[BACKEND] no longer uses shared mem or barriers for single-warp reductions (#1915)

0-bytes shared mem buffers don't materialize empty allocation buffers; this could lead to unnecessary barriers. note: reduceop code has become quite messy and will require some cleanup
2026-04-05 03:01:17 -04:00 · 2023-07-11 00:23:26 -07:00
parent 398d2c7dd0
commit 4215086931
5 changed files with 81 additions and 32 deletions
--- a/lib/Analysis/Allocation.cpp
+++ b/lib/Analysis/Allocation.cpp
@@ -171,12 +171,18 @@ private:
    }
  }

+  template <BufferT::BufferKind T>
+  void maybeAddScratchBuffer(Operation *op, unsigned bytes) {
+    if (bytes > 0)
+      allocation->addBuffer<T>(op, bytes);
+  }
+
  /// Initializes temporary shared memory for a given operation.
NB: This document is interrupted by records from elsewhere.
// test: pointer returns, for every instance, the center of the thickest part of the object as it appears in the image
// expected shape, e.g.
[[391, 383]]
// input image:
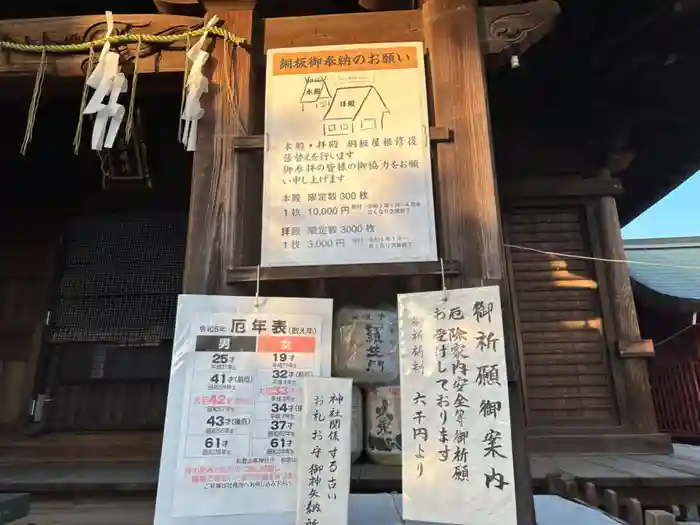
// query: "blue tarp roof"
[[679, 251]]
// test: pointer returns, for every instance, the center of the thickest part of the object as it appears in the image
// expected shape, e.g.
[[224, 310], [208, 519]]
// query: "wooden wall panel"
[[565, 353], [26, 267]]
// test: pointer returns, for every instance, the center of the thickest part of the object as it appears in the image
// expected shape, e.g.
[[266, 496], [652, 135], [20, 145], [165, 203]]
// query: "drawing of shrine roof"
[[349, 101]]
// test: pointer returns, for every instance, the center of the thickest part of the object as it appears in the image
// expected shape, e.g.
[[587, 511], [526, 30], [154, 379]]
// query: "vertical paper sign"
[[234, 405], [324, 452], [347, 177], [457, 450]]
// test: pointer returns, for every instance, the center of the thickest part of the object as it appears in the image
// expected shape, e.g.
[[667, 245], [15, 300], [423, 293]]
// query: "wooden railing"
[[628, 511], [676, 393]]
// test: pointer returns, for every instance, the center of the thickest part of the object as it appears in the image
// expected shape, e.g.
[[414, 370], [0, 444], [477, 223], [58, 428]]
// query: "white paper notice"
[[234, 405], [347, 177], [457, 453], [324, 452]]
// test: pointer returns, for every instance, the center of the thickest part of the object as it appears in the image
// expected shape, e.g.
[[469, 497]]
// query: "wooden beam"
[[639, 410], [79, 29], [327, 30], [468, 214], [226, 186], [180, 7], [386, 5], [563, 187]]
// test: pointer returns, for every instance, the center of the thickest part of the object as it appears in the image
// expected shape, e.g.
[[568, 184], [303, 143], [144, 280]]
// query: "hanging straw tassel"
[[83, 101], [34, 104], [184, 90], [132, 98]]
  void getScratchValueSize(Operation *op) {
    if (auto reduceOp = dyn_cast<triton::ReduceOp>(op)) {
      ReduceOpHelper helper(reduceOp);
      unsigned bytes = helper.getScratchSizeInBytes();
-      allocation->addBuffer<BufferT::BufferKind::Scratch>(op, bytes);
+      maybeAddScratchBuffer<BufferT::BufferKind::Scratch>(op, bytes);
    } else if (auto cvtLayout = dyn_cast<triton::gpu::ConvertLayoutOp>(op)) {
      auto srcTy = cvtLayout.getSrc().getType().cast<RankedTensorType>();
      auto dstTy = cvtLayout.getResult().getType().cast<RankedTensorType>();
@@ -200,7 +206,7 @@ private:
          srcTy.getElementType().isa<triton::PointerType>()
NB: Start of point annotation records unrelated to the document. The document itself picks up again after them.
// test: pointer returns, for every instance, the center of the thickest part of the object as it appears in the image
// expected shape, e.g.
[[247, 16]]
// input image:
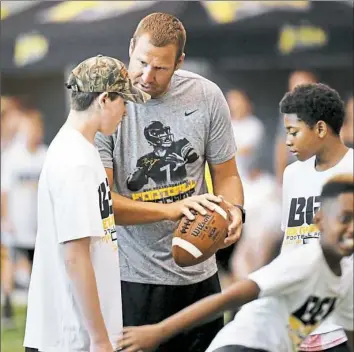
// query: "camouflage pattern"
[[106, 74]]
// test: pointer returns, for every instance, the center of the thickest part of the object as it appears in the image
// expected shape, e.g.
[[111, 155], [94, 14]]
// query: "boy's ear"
[[102, 99], [317, 219]]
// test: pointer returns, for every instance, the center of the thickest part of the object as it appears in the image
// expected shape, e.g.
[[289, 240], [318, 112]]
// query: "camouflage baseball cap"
[[105, 74]]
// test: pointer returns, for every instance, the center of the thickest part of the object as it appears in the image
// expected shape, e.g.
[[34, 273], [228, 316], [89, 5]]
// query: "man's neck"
[[331, 154]]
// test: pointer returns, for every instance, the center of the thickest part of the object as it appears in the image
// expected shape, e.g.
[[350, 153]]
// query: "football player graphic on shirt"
[[166, 163]]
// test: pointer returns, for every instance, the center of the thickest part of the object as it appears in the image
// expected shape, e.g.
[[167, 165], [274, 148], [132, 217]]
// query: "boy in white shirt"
[[74, 301], [308, 284]]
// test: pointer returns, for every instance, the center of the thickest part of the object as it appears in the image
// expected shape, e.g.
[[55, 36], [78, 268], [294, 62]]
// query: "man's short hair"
[[315, 102], [164, 29]]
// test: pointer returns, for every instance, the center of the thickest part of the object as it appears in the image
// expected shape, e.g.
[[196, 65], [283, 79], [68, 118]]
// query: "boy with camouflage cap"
[[74, 301]]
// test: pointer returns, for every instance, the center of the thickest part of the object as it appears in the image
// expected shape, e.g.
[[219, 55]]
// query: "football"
[[197, 240]]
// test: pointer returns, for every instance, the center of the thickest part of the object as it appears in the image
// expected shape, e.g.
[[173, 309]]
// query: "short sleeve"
[[105, 146], [76, 206], [286, 274], [221, 144]]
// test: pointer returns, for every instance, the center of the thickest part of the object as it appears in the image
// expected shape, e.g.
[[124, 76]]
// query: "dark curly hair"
[[315, 102]]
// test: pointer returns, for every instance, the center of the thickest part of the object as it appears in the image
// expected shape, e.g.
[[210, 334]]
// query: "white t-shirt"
[[248, 133], [301, 285], [74, 201], [302, 186], [19, 179]]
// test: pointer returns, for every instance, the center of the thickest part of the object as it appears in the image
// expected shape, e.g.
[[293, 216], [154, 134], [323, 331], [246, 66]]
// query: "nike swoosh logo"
[[187, 113]]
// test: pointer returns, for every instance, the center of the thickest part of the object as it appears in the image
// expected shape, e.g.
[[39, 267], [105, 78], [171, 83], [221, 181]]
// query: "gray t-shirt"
[[158, 154]]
              ? elems * kPtrBitWidth / 8
              : elems * std::max<int>(8, srcTy.getElementTypeBitWidth()) / 8;
-      allocation->addBuffer<BufferT::BufferKind::Scratch>(op, bytes);
+      maybeAddScratchBuffer<BufferT::BufferKind::Scratch>(op, bytes);
    } else if (auto atomicRMWOp = dyn_cast<triton::AtomicRMWOp>(op)) {
      auto value = op->getOperand(0);
      // only scalar requires scratch memory
@@ -217,7 +223,7 @@ private:
            elemTy.isa<triton::PointerType>()
                ? elems * kPtrBitWidth / 8
                : elems * std::max<int>(8, elemTy.getIntOrFloatBitWidth()) / 8;
-        allocation->addBuffer<BufferT::BufferKind::Scratch>(op, bytes);
+        maybeAddScratchBuffer<BufferT::BufferKind::Scratch>(op, bytes);
      }
    } else if (auto atomicCASOp = dyn_cast<triton::AtomicCASOp>(op)) {
      auto value = op->getOperand(0);
@@ -229,13 +235,13 @@ private:
      auto bytes = elemTy.isa<triton::PointerType>()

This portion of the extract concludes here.